Production d'hydrogène vert en Afrique: Le Maroc encensé par Mc Kinsey

D’après le cabinet américain, le Royaume développe plusieurs grands projets d’hydrogène vert pour créér un écosystème national et être un hub régional à l’échelle continentale.

Le Maroc est une référence en matière d’hydrogène vert en Afrique. Le Royaume a su mettre en place ces dernières années une ambitieuse stratégie pour décarboniser progressivement l’industrie, l’un des secteurs les plus polluants, et réduire ses émissions de gaz carbonique de 17% d’ici 2030. Ces initiatives ne sont pas passées inaperçues au niveau continental, notamment auprès des observateurs avisés de la trempe de Mc Kinsey & Company.

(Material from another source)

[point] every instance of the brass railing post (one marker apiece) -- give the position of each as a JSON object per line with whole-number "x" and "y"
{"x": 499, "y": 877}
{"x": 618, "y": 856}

Dans un rapport intitulé «Carrefour de la fabrication verte en Afrique: des choix pour un avenir industriel à faibles émissions de carbone», le cabinet américain consacre une section au Royaume dans laquelle il expose ses avancées notoires dans ce domaine.

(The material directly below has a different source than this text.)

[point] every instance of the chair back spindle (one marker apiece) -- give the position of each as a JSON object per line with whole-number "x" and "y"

D’après cette étude qui souhaite démontrer que décarbonisation rime avec croissance, les autorités marocaines, ayant très vite pris conscience des effets des changements climatiques, ont essayé d’impliquer les différentes parties prenantes telles que le gouvernement, la société civile, les entreprises et les organisations internationales pour prendre à bras le corps ce phénomène et identifier les solutions pour y remédier.

Le World Power-to-X Summit organisé du 1er au 30 décembre 2020 par l’Institut de recherche en énergie solaires et énergies nouvelles (IRESEN) et l’Université Mohammed VI polytechnique en est une parfaite illustration, constate Mc Kinsey. Pour rappel, cette première édition organisée en mode virtuel avait enregistré la participation de 90 conférenciers qui ont abordé plusieurs thématiques relatives aux défis et opportunités de l’économie de l’hydrogène vert.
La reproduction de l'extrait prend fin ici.